You may recall that, former President Barack Obama expelled 35 Russian diplomats as retaliation for a series of cyber-attacks during the 2016 election. And on Sunday, Russian President Vladimir Putin responded to U.S. sanctions by ordering the country to cut 755 of its employees in Russia.

Americans who lived through the Cold War might be experiencing a bit of déjà vu. Because in the 1986, the Soviet Union and the United States had a similar round of tit-for-tat expulsions.

It all started in March of that year, when the U.S. ordered the Soviets to remove 25 of their diplomats at the United Nations headquarters in New York City. But, as the Los Angeles Times reported, the U.S. didn’t actually have the authority to kick out U.N. diplomats who hadn’t been found guilty of committing crimes or abusing their diplomatic privileges. The overreaching order was considered something of an embarrassment for the United States.

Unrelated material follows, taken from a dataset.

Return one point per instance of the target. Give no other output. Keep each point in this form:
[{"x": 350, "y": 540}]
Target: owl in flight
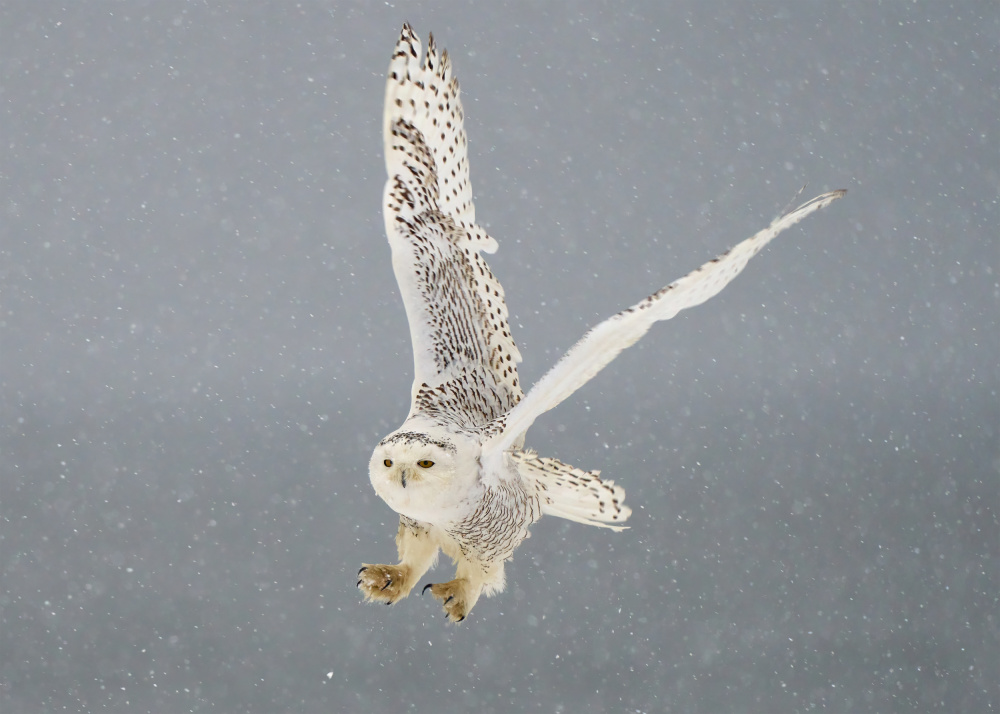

In “apparent recognition” of this, President Ronald Reagan’s administration reacted in September by claiming that the 25 diplomats they’d wanted out had been spies, causing “embarrassment and irritation at the U.S. Mission to the United Nations,” the L.A. Times explained.

The situation escalated in October when the Soviet Union ordered five American diplomats out of Moscow, claiming that they too were spies. According to the L.A. Times, there was “no precedent for such a mass expulsion of Americans from Moscow in the 53-year history of U.S.-Soviet relations.”

Just a few days later, the U.S. upped the ante by ordering 55 Soviet diplomats and other personnel out of the Soviet embassy in Washington, D.C., and the consulate general in San Francisco—at the time “the largest number of Soviet diplomats ever expelled from the United States,” reported The New York Times.

The Soviet Union responded the very next day, with a twist. It announced it was expelling five Americans from the U.S. embassy in Moscow—but it was going a step further, and barring 260 Soviet nationals from working at the embassy or as hired workers for U.S. diplomats. (The Soviets said it was 260; the Americans said it was less than 200.)

The embassy’s day-to-day functioning took an immediate hit. Many of these employees worked as maids, butlers, cooks, mechanics, secretaries, and clerks, and a large portion worked as household employees for Americans. The week these workers left, The Washington Post reported that U.S. Marines chipped in to wash dishes and bartend during an embassy reception; Donna Hartman, wife of Ambassador Arthur A. Hartman, stepped in to help cook food; and her husband was forced to (gasp!) become his own chauffeur—aka drive himself to work.

Soon after, Ambassador Hartman announced that the State Department would “send a small rescue mission of American blue-collar workers to take over many of the chores that used to be done by Soviet personnel,” reported the L.A. Times. But it was clear that the Soviet Union’s withdrawal of its own workers had dealt a big blow to the U.S. in the expulsion wars.

After the Soviet Union was dissolved in 1991, many policies were changed, and today Russian nationals once again work in U.S. diplomatic offices. In fact, Putin’s newest cuts will likely put a lot of Russian nationals out of work. According to The Washington Post, 867 of the United States’ 1,200 employees in Russia in 2013 “were designated ‘Foreign National Staff,’ most of them probably Russian nationals.” Cutting 755 employees will mean cutting jobs for both Americans and Russians.

For the 200-some workers the Soviet Union forced out of their jobs in 1986, this too would be nothing new.